# Lange Wartezeiten bei Textobjekten mit mehreren Schatten und Stilen



## josDesign (22. Juli 2005)

Hallo ich verwende hauptsächlich mein Notebook für die Bearbeitung von Grafiken da ich es in meinem Büro (im Keller) nicht sonderlich aushalte. Sitz mehr im Freien...

Nun habe ich seitdem aber das Problem das wenn ich Illu CS2 komplexe Illustrationen entwerfe immer weider sobald ich etwas transformiere, oder verschiebe auf was mehrere Effekte wirken immer so lange Wartezeiten in Kauf nehmen muss!
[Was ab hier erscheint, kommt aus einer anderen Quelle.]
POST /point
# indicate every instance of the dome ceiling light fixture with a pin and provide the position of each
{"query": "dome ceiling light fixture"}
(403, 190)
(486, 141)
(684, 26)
Ich habe auch bereits versucht nur die PFADANSICHT zu aktivieren, aber da berechnet Illu genauso alles neu.

Gibt es irgendwo eine Einstellung bei der man die Quali runterschrauben kann?

Liebe Grüße
jos


----------



## Al Tutori (24. Juli 2005)

Hi,

arbeite mit Illu 10, nur eine Vermutung: Eine Schnellansicht wie DTP-Programmen, wo Grafiken komprimiert (also z.B. pixelorientierte Vorschaubilder erzeugt) werden, kenne ich nicht, und macht ja wenig Sinn, der Witz an Illu ist ja, dass sie berechnet werden. Und wo Pfade sind wird gearbeitet... Das die Funktion magnetische Hilfslinien Zeit frisst, ist Dir bekannt, oder? Schlecht sind auch manchmal ausgeblendete Ebenen mit hohem Pfadanteil. Ansonsten bleibt meines Wissens nur virtueller Speicher unter Voreinstellungen überprüfen, genug freier Speicher auf Festplatte, Zuweisung komplizierter Effekte am Ende, teilweises Auslagern von Ebenen auf zweites Arbeitsdokument etc., oder - haha - neue Hardware... 

Gruesse,
Al

aber wie gesagt: nur Vermutung...


----------



## josDesign (24. Juli 2005)

Danke erstmal!

Ich habe nun erstmal den virtuellen Speicher besser verteilt in den Einstellungen.

Neue Hardware denke ich will ich nicht. Ich arbeite am Notebook mit einem Centrino 2 GHz, 2GB Arbeitsspeicher und einer externen. HD als Zwischenspeicher.

Meine Workstation zuhause ist 4 Tage alt. Auf der gibts eh keine Probleme...
 aber ich arbeite eben gerne auf den Notebook, nicht?

Trotzdem danke. Das mit dem ausweichen auf ein anderes Dokument ist glaub ich die bessere Lösung!

Dankesehr!


----------